Final answer:
Approximately 11.2 liters of oxygen are needed to react with hydrogen to produce 9 g of water, calculated by the stoichiometry of the chemical reaction 2 H2 + O2 → 2 H2O. However, 9 liters is the closest answer given the provided options.
Step-by-step explanation:
To determine how many liters of oxygen should react with sufficient hydrogen gas to produce 9 g of water, we need to use the chemical equation for the reaction between hydrogen and oxygen to form water:
2 H₂(g) + O₂(g) → 2 H₂O(l)
According to the stoichiometry of the reaction, 2 moles of hydrogen react with 1 mole of oxygen to produce 2 moles of water. Since the molar mass of water (H₂O) is approximately 18.02 g/mol, producing 9 g of water corresponds to 0.5 moles of water (9 g ÷ 18.02 g/mol). Since the reaction produces 2 moles of water for every mole of oxygen, we only need half a mole of oxygen to produce 0.5 moles of water. Under standard temperature and pressure conditions, 1 mole of any gas occupies approximately 22.4 liters.
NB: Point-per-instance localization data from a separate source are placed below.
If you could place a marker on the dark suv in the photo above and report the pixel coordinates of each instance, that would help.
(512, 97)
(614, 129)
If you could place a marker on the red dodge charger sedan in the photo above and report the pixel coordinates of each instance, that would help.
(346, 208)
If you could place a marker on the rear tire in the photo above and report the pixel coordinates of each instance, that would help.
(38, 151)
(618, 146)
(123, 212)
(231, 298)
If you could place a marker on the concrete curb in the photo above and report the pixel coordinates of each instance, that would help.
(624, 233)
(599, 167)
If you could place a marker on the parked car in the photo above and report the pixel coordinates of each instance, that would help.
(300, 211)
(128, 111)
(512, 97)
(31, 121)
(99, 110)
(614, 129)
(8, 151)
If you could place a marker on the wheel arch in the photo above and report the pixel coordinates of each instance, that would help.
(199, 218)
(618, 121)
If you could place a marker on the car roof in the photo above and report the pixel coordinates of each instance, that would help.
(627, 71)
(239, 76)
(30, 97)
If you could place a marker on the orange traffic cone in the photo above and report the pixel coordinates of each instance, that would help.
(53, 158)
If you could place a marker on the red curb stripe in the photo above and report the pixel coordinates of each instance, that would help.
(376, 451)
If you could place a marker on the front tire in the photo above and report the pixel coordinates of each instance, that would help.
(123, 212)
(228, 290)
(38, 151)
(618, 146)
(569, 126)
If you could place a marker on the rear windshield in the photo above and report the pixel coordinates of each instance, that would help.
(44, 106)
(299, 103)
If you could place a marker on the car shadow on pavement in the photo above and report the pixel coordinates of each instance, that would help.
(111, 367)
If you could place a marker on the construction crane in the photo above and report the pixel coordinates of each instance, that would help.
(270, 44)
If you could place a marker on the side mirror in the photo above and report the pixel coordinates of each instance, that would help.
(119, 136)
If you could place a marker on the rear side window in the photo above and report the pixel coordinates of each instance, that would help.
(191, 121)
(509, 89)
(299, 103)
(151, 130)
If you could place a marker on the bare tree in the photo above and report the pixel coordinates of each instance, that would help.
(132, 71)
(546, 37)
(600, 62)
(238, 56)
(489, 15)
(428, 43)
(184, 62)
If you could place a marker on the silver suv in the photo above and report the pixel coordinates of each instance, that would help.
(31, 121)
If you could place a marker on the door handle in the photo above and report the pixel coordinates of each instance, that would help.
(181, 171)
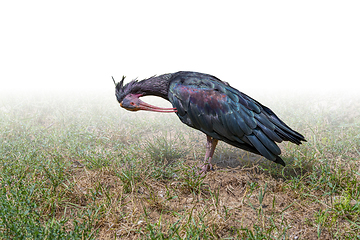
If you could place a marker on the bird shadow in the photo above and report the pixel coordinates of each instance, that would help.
(239, 160)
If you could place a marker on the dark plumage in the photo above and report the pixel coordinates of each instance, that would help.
(212, 106)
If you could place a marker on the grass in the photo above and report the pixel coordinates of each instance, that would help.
(79, 167)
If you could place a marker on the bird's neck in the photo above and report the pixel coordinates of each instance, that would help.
(156, 86)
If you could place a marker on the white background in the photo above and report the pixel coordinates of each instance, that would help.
(276, 45)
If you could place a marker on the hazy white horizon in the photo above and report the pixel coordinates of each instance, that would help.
(294, 46)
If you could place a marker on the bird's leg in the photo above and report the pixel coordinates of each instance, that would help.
(210, 149)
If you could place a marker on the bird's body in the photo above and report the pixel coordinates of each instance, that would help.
(212, 106)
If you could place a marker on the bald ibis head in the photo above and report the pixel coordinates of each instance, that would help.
(131, 101)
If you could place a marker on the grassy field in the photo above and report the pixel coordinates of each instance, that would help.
(77, 166)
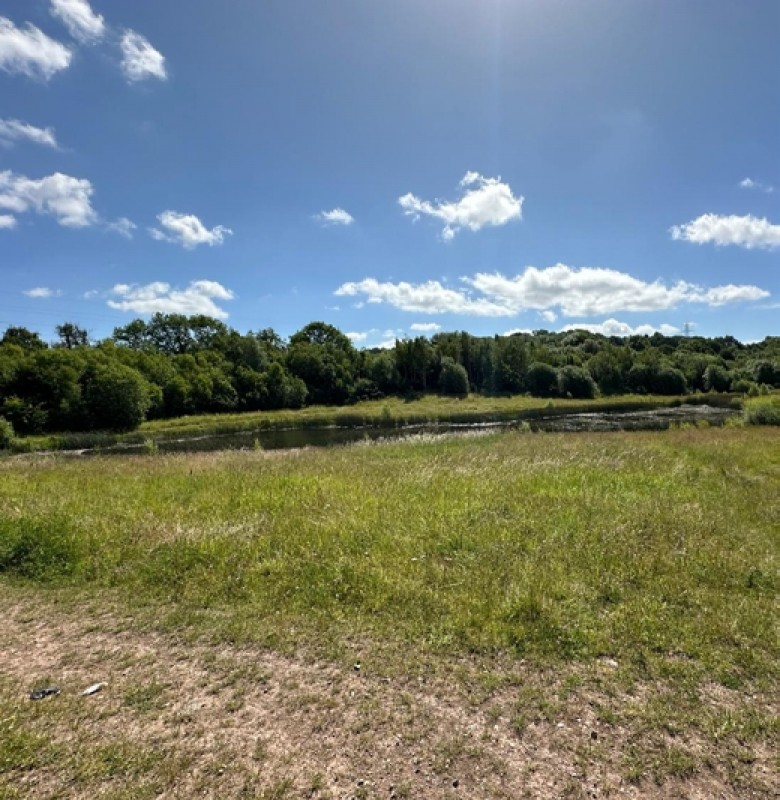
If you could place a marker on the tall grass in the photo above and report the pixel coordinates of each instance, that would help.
(762, 410)
(630, 545)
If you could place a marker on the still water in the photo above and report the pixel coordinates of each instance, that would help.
(644, 420)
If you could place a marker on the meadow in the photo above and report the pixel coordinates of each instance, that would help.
(500, 615)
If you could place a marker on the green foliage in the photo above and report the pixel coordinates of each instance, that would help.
(716, 379)
(115, 397)
(39, 548)
(762, 410)
(6, 434)
(542, 380)
(197, 365)
(576, 382)
(453, 378)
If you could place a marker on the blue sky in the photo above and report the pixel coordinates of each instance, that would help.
(392, 168)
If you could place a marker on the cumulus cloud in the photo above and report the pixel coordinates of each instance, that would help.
(80, 20)
(187, 230)
(198, 298)
(375, 338)
(13, 130)
(585, 292)
(612, 327)
(123, 226)
(42, 293)
(749, 183)
(335, 217)
(430, 297)
(140, 60)
(487, 202)
(28, 51)
(748, 231)
(66, 199)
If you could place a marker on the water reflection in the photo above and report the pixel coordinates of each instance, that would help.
(646, 419)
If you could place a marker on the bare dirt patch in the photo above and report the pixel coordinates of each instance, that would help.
(182, 720)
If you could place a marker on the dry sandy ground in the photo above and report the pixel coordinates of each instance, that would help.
(178, 720)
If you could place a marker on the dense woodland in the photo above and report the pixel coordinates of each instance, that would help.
(173, 365)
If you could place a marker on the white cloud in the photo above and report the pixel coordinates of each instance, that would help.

Therefore, 0.5 moles of oxygen would occupy 11.2 liters (0.5 moles × 22.4 L/mol).
However, given the options provided (a) 6 L, (b) 9 L, (c) 18 L, and (d) 12 L, the closest correct answer to how many liters of oxygen should react to produce 9 g of water would be 9 liters (Option b). This seems like a rounding discrepancy in relation to the available answer options.